Marmose was born in 2035 in Copenhagen. His father was an engineer and his mother a politician, becoming Prime Minister of Denmark in 2039. Aged 6, Marmose was sent to boarding school in England: ‘My father hated us and I got it. Kids are awful. He was happier, we were happier and none of us cared what mum thought. She had a country to run and it kept her busy.’
At school, he was nicknamed ‘the mouse’ and he spent most of his time in a cupboard, his ‘mouse-hole’, where he worked on his many computers. Aged 15, he devised ways to hack the three main global payment systems. He contacted the companies involved and offered each a demonstration. Only one responded, the newest upstart, HipermonE. Two days later, Marmose found himself sitting in the office of HipermonE founder Johnnie Daniel. Marmose came dressed as Mickey Mouse.

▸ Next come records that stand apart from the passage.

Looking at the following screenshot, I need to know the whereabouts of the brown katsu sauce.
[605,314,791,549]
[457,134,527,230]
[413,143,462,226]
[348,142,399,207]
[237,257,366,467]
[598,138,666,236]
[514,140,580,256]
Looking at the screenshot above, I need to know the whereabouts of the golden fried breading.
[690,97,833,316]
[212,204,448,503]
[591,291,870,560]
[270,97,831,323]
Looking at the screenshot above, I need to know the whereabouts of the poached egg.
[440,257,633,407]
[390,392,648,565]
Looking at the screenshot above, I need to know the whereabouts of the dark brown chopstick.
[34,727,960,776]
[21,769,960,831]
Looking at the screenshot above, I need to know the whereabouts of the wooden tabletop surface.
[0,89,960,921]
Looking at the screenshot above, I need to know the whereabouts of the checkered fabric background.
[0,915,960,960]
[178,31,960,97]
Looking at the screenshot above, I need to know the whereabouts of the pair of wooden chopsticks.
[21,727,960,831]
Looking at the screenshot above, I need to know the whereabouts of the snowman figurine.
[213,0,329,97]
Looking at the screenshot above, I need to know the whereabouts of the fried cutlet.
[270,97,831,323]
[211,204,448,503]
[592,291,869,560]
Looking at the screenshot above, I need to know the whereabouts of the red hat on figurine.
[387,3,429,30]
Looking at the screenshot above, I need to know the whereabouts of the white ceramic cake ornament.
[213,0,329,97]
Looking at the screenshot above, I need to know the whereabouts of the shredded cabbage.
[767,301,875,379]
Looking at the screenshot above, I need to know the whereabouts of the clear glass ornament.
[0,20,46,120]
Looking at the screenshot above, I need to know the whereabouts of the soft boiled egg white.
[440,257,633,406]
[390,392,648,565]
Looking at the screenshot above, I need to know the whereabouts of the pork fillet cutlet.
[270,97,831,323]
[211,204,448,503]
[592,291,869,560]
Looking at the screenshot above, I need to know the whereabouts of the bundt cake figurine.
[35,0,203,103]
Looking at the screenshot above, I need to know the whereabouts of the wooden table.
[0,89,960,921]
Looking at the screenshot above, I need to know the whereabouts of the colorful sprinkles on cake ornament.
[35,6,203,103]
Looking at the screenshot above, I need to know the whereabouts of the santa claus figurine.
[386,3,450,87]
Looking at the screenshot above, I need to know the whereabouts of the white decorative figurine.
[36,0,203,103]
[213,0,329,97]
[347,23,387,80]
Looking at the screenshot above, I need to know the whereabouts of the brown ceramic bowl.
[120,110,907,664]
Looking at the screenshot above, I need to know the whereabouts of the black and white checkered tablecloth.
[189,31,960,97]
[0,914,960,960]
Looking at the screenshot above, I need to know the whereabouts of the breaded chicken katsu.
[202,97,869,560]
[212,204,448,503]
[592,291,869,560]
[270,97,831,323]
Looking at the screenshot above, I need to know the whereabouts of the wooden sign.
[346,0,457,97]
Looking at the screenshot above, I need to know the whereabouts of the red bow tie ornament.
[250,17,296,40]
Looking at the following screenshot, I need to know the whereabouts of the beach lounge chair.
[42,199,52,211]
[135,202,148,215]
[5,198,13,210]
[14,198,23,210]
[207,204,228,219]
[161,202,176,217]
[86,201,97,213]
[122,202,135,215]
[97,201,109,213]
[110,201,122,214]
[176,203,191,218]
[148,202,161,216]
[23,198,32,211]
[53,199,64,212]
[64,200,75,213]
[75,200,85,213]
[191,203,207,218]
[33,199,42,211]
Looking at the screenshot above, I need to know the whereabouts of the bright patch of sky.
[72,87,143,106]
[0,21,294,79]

Daniel and Marmose set up Take Mickey Inc. Within two years, Marmose had developed a global payment system that remains secure to this day. Marmose sold his share of Take Mickey to a banking consortium for $2tn in 2077. He built a house with some of his fortune, which appeared to consist of just one room, over 100 feet high, with a sixty-foot front door and skirting boards big enough for a man to walk through – if there was a convenient mouse hole. All the rooms were concealed behind the skirting board.
He announced in 2081 that all virtual currency could soon become valueless. He made this announcement shortly after having whisker implants. No one took any notice. In 2083, Marmose demonstrated how he could manipulate virtual currency transactions: halting and redirecting individual payments. Although he had only used the software in simulations, he was arrested and briefly imprisoned on charges of fraud. The software system, entitled Sharkattack!, was destroyed, but virtual currencies lost 90% of their value over the next ten years.
Marmose died in 2120. His body was laid out on a giant mouse-trap, before being interred in a Mausoleum styled like a wedge of Emmenthal.